Congratulations to all of you that have been a part of RECON. It’s been six years since we began the pilot project and four years since the start of the full project. We’ve all learned a lot together and it’s been an amazing project throughout. We are known in the scientific community throughout the world for our work on the Kuiper Belt.
While we’ve been hard at work, the rest of our colleagues have also been probing the boundaries of knowledge of the outer solar system. Rings around tiny Centaur objects! Maybe a Planet X out there (or maybe not). Binary objects remain an important component of these objects and it’s widely recognized that RECON is the perfect tool to expand that study.
The Gaia mission from the European Space Agency has delivered on its promise to pin down where a huge number of stars are. As I’ve talked about many times, this is essential to the long-term success and productivity of RECON and any other occultation-based study of objects in our solar system. It took a couple of extra years to get to this point but we are now starting to see the benefits enabled by Gaia. In the early days of the project we were limited a bit by having to work with a much less accurate star catalog and also much poorer knowledge of the positions of the TNOs. The explosion of occultation opportunities is now upon us.
Within the project we have continued to work on measuring where candidate TNOs are to help increase the number of good events to observe. That work continues but we are now working closely with the PanStarrs survey in Hawaii. Their dataset is an amazing resource that has, in the past few months, provided thousands of observations of more than a hundred objects. With the telescopes we have available ourselves, this contribution would take us 300 nights of observing on giant telescopes to equal.
A good example of this is our campaign observation for RECON of the TNO 2014TA86. This object was discovered in 2014 by PanStarrs and the recent effort located nearly 10 years of data that had already been collected on this object by PanStarrs but not yet processed. As a result we know where this object is with much more precision that is usual for something discovered in 2014. Without the support from PanStarrs, we wouldn’t even know this object existed and now we are poised to make critical measurements of its size and position. If it turns out to be binary (which is quite likely), we’ll be adding more to our understanding of these distant worlds. Note that the shorter than usual notification of the impending campaign was a result of this recent data dump from PanStarrs coming in. This event popped up in our scans, and it was just too good to pass up, so we made an exception to our normal procedure of providing a month’s notice.

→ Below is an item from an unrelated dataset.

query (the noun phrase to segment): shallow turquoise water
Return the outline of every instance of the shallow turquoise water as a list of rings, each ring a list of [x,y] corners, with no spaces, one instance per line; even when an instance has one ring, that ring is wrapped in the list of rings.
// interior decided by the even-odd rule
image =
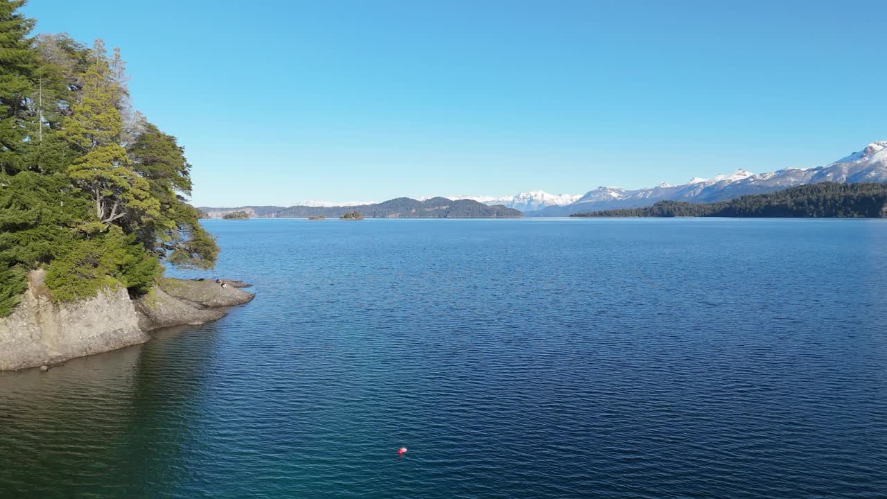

The context of our efforts is greatly expanded with the historic event to come on Jan 1, 2019. New Horizons will have a close flyby of (486958) 2014MU69, a TNO that I discovered by in 2014. It’s a neighbor of this month’s campaign target and whatever we learn from New Horizons will provide a broader understanding of our RECON target. What’s even more exciting is that our observations will provide a broader understanding of the New Horizons data as well.
I’m very excited to see what we will learn from New Horizons. I’ve been unbelievably busy this year and last organizing and chasing occultations by MU69. Many of the lessons learned with RECON were a key to the success of those occultation expeditions. I sent 25 teams of astronomers out on three separate occasions. South Africa, Argentina, Senegal, and Colombia were all visited by these dedicated teams of astronomers, braving clouds, storms, high winds, mosquitoes, insane urban traffic, and more. It was an exhausting, yet fulfilling effort, and the team work was truly amazing. All of you that have been a part of RECON can take pride in knowing that you helped make these other efforts a success.
Now it’s our turn. Early in the morning, on Friday, October 12, we will have a shot at our own historic observation of this distant TNO. What will we find? Should we let a minor inconvenience like having to get up in the middle of the night, during the week, to get in our way of learning more about our solar system? I’ve said all along in this project that astronomy isn’t always at a convenient time. We’ll continue the fine tradition of making a special effort to learn more about the universe around us. I’ll be observing from home along with all of you to add my own efforts but you are all truly the stars of the project. I should also warn you that we’re looking at a lot of very nice opportunities in the coming six months during our peak season. It will be RECON like never before. How exciting!